Take a look at the patcher for this tutorial. This is a large-ish patch that implements two drawing routines. Let’s focus on the left-hand drawing system (labeled 1) first.
The metro at the top of the patch fires off bang messages that are sent to a patcher called mousedraw. The contents of this subpatch should look familiar – it scales the mouse movements of your screen geometry to the size of the lower-left lcd object (using our previously made WTHITM_scaled abstraction), then describes a dimensional list +/- 6 pixels from the calculated location. This is the sort of thing that we’ve done several times in previous tutorials. The output of this subpatcher is sent into the right inlet of a gate object, where it is sent to one of four potential prepend objects. These objects determine if a square or circle will be drawn, and if it will have a frame or a filled shape.
The purpose of the gate object is to select which of the four (if any) prepend message will receive the dimension list. The input into the left inlet of gate will route the events coming into the right inlet to the selected outlet; a setting of 0 will turn off output completely. Turn on the metro using the toggle object at the top. Using the number box connected to the left inlet, you can choose a number between 1and 4 to see the result in the lcd object’s display.
Connected to the input of the number box is a user interface object with five small circles; this is a radiogroup object, and it is used to select a single number among a discrete set of options. If you unlock the patch and check the radiogroup object’s inspector, you will see the option “Number of Items” is set to 5. This attribute determines the number of options provided. Returning to the patch and locking it, you can see that selecting one of the radiogroup options outputs the number of the selection option, starting with 0. This is a perfect way to control the output of gate, and can be used for quick selection of number of choices when doing patcher routing.

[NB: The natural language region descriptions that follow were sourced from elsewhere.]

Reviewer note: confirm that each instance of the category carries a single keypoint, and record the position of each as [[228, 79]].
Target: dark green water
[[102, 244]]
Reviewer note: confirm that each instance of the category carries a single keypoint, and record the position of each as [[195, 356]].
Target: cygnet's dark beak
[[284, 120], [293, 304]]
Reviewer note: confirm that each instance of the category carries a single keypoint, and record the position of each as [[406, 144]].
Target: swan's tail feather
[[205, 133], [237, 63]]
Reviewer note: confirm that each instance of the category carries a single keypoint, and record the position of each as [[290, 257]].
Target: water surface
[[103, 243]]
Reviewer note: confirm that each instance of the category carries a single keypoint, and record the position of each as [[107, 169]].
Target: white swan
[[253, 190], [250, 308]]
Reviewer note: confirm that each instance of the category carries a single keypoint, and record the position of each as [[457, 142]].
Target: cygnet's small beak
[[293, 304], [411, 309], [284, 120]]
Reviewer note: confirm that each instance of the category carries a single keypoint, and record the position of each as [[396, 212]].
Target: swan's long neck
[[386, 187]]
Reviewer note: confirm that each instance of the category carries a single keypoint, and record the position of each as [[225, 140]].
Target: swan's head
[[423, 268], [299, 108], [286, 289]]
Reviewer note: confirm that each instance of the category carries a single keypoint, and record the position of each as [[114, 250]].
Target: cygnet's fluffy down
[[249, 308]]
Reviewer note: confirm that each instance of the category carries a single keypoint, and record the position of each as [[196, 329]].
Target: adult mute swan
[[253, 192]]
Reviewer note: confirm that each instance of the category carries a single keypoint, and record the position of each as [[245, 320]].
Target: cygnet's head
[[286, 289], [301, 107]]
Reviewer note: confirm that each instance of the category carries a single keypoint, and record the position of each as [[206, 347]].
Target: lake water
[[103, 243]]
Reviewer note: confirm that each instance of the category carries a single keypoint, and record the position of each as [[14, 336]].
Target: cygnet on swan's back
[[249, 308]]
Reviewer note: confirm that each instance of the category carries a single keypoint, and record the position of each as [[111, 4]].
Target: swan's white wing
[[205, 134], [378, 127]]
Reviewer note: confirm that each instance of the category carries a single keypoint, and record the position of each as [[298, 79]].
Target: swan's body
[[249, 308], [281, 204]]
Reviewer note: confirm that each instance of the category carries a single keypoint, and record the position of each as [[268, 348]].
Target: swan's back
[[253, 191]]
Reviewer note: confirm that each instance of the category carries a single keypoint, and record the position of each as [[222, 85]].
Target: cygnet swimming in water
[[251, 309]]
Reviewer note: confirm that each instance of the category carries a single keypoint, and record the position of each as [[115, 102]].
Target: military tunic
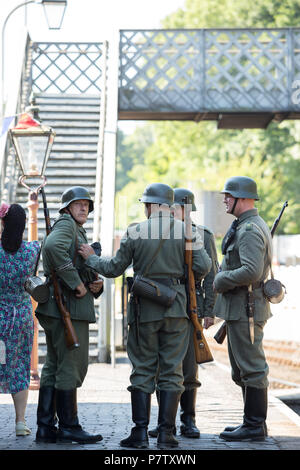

To the right of the gate-based drawing routine is a similar system based around a switch object. Stop the mouse drawing (by setting the radiogroup object to 0 - the top selection) and clear the lcd object (by hitting the space bar). Once the lcd is cleared, select one of the non-zero radiogroup options connected to the switch object. You will see a random-based automated drawing routine laying in circles on the lcd object. Option 1 uses a drawing routine based on the drunk object, while option 2 uses a routine based on the random object. If you want to stop the automated drawing, you can select the 0 option, and nothing is sent to the lcd object.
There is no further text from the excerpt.